I tried to analyze on the long drive up why I hated the whole camp thing and what was so emotional about it (oddly enough, I went to camp for one year as a teenager and really liked it). I determined that the worst thing isn't wondering if my child is getting too much sun, or if she's sad or not eating well or even if I'm just bummed to be without her for two weeks. The reason parents like me hate camp is because the success of the experience is living proof that your kids don't physically need you anymore. Period. We all know this is imminent, but when it's staring you in the face, it's a hard truth to accept.

I'm getting better at this leaving business, though, knowing my youngest daughter is having fun and that camp is expanding her horizons in so many ways. But I still don't have to like it. I still hate it, in fact, every single time we drop one off. It doesn't feel right. It does help, however, that this daughter barely looks back at us as we walk away to our car.

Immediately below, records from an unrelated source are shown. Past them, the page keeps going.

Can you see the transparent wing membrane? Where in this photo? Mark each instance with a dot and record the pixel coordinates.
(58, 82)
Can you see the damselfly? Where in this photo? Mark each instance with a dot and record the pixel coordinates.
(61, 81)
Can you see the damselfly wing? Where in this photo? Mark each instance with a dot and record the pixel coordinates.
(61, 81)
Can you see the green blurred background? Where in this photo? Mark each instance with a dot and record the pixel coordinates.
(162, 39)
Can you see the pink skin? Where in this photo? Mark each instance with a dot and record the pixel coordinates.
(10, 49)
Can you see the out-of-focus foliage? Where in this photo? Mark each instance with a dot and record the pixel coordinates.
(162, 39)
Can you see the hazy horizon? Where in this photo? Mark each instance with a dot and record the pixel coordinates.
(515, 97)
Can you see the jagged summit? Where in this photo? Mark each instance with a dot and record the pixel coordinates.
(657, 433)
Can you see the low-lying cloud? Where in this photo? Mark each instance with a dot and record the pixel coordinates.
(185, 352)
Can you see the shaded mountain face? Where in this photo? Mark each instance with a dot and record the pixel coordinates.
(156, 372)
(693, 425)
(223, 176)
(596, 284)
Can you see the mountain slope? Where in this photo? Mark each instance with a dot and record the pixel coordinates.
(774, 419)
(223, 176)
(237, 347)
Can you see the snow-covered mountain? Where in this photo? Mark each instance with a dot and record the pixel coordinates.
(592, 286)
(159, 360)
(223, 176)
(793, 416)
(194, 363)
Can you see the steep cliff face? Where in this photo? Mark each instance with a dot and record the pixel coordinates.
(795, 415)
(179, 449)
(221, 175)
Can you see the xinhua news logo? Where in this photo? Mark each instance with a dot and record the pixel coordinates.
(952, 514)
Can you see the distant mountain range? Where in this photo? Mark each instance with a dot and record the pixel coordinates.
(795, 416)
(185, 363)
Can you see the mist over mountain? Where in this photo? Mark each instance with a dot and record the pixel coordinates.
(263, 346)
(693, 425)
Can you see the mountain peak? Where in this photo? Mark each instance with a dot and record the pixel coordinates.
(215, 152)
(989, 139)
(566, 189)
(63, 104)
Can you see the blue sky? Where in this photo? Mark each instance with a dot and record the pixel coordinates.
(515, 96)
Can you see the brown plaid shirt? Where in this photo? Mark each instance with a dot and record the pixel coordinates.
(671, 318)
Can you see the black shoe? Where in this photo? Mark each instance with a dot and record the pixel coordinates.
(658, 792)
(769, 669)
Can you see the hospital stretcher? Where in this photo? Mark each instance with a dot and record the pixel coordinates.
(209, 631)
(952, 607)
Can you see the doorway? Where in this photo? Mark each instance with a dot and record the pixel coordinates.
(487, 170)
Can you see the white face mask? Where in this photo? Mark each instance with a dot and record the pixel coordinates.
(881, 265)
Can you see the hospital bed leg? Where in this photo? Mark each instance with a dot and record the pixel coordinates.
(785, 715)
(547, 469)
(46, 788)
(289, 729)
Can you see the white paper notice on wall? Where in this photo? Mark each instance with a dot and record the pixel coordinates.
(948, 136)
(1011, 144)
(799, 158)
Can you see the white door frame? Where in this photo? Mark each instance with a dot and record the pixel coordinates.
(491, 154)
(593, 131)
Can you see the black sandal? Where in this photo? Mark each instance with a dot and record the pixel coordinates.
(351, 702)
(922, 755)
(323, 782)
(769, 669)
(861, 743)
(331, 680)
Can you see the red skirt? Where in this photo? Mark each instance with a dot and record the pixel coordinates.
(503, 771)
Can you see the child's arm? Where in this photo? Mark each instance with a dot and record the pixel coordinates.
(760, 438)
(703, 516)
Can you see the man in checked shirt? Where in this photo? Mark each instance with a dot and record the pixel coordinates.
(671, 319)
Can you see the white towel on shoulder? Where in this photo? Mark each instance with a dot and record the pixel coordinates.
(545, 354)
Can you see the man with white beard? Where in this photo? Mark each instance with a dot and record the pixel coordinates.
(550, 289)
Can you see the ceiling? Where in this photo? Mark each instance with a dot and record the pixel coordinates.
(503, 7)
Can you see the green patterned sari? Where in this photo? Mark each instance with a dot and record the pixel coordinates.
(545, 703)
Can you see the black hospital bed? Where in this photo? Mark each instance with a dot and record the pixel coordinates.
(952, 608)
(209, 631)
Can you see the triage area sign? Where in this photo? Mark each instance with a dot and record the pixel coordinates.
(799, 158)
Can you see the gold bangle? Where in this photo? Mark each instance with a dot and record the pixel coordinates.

I know I am not in this alone. I'm just one in a culture of moms and dads trying to be more grown up than we really want to be -- mature enough to let go and let out just enough tension in that imaginary cord that attaches us to our kids forever. We know, but don't want to admit, that soon we will blink, and that string will begin to unravel. We will be swallowing countless more throat lumps as time unrolls all the milestones that make life worth living: graduations, weddings, moves and a whole host of other temporary goodbyes.

Maybe camp is the precursor to all the little farewells, the necessary, poignant mini-heartbreaks that we have ahead of us. And perhaps if we take them in stride, in small doses, we'll learn to manage the aches and look at them for what they really are: parental growing pains from our babies growing up themselves.